Quando si è avvicinato al mondo dell’opera? «La prima opera che ho visto nella mia vita è stata un
Wozzeck di Berg a Parigi. E l’ho odiata. Non mi piaceva l’allestimento e ho subito abbandonato l’idea di una regia. Mi è sempre piaciuto ascoltare un’opera, più che vederla. Trovarmi davanti una Giulietta che invece di essere una teenager è un donnone di 55 anni che pesa quasi cento chili, per me è francamente insopportabile. Non riesco a sospendere il mio dubbio e a crederci».
Ma le piacerebbe, crederci? «Eccome. Per me l’opera assomiglia un poco al mondo dei cartoni animati, anche se rimane uno spettacolo per le élite, i giovani non possono permettersela. I personaggi sono caricature, rimandano a degli archetipi. Ma devo anche essere libero, trasformare la storia come mi piace. So però che così mi troverei a combattere tutto il tempo con il compositore».

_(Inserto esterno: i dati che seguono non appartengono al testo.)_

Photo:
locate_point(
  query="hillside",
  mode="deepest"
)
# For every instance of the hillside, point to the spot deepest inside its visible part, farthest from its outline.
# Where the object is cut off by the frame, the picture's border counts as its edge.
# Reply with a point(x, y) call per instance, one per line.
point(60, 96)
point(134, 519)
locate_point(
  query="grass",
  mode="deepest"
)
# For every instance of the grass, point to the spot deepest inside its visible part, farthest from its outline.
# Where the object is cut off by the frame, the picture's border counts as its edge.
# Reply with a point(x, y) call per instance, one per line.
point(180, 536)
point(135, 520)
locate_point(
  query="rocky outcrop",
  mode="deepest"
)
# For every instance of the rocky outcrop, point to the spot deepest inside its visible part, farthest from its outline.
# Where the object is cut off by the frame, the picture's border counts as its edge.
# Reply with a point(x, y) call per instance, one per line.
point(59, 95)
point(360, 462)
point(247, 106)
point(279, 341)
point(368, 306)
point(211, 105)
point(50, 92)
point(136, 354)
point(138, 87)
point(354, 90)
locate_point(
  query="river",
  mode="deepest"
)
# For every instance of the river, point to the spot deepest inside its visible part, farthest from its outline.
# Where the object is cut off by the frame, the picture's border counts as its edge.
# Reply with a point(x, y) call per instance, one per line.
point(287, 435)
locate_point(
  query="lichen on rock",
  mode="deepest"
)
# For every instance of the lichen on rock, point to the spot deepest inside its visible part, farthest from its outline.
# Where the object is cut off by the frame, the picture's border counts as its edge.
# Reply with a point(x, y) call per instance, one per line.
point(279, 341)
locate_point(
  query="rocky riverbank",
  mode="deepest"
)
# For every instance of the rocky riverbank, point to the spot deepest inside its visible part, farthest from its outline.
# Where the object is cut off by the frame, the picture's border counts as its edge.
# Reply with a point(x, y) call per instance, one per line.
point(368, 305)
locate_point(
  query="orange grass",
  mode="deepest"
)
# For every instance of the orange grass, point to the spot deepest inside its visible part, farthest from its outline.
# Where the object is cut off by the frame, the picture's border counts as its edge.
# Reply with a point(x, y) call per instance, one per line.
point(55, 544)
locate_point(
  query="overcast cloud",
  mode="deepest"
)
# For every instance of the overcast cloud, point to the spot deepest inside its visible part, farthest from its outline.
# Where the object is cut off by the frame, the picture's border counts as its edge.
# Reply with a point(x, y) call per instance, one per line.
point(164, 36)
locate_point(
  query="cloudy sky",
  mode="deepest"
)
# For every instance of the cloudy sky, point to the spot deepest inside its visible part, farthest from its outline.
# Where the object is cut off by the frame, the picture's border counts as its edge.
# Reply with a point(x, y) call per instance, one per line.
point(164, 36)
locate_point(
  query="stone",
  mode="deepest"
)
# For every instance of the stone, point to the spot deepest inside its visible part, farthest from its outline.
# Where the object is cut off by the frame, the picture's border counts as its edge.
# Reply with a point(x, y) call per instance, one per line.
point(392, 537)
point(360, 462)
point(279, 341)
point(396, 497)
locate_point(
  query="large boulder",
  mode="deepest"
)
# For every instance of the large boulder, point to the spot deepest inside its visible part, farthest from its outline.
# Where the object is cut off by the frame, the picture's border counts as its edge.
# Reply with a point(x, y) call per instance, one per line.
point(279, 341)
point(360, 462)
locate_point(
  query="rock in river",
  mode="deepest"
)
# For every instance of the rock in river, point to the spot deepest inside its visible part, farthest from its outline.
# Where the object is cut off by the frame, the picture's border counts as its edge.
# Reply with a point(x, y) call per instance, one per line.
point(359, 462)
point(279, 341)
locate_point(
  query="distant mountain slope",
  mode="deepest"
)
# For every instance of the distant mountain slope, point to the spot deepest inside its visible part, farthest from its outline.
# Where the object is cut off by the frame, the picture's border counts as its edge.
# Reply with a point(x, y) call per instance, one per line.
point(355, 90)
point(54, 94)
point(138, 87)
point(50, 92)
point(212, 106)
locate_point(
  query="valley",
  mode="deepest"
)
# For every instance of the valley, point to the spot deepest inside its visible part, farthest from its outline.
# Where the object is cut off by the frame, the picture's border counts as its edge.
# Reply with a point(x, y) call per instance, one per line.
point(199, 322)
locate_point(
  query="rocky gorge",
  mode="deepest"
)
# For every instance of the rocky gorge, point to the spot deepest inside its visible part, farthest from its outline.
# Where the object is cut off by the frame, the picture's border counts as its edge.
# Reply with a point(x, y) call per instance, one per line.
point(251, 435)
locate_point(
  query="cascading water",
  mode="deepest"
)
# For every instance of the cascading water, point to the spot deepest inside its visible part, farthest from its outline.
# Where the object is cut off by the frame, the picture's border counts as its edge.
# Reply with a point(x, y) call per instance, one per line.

Pur combattendo, dirigerebbe altri titoli in futuro? «Mi piacerebbe mettere in scena una versione condensata del
Ring concentrandomi sui personaggi e lasciandomi prendere soltanto dalla musica di Wagner. Qualche anno fa mi avevano proposto
Pagliacci all’Arena di Verona: ma no, quello è uno spazio troppo grande, va bene per Zeffirelli, non per me. C’è stata poi Parigi che ha tentato di convincermi per un
Andrea Chénier: mi piaceva la figura di questo poeta rivoluzionario, mi era abbastanza vicina. Ma avevo bisogno di un tenore giovane e bello e non c’era. Ora devo prima di tutto cercare di girare il mio film su
Don Chisciotte, è in cantiere dal 2000, faccio due passi avanti e tre indietro. Non ci sono mai i soldi. E poi in un film io ho il controllo totale di quello che accade, nell’opera no, perché prima viene il direttore, poi i cantanti, e alla fine il regista. E questo mi affatica, è frustrante».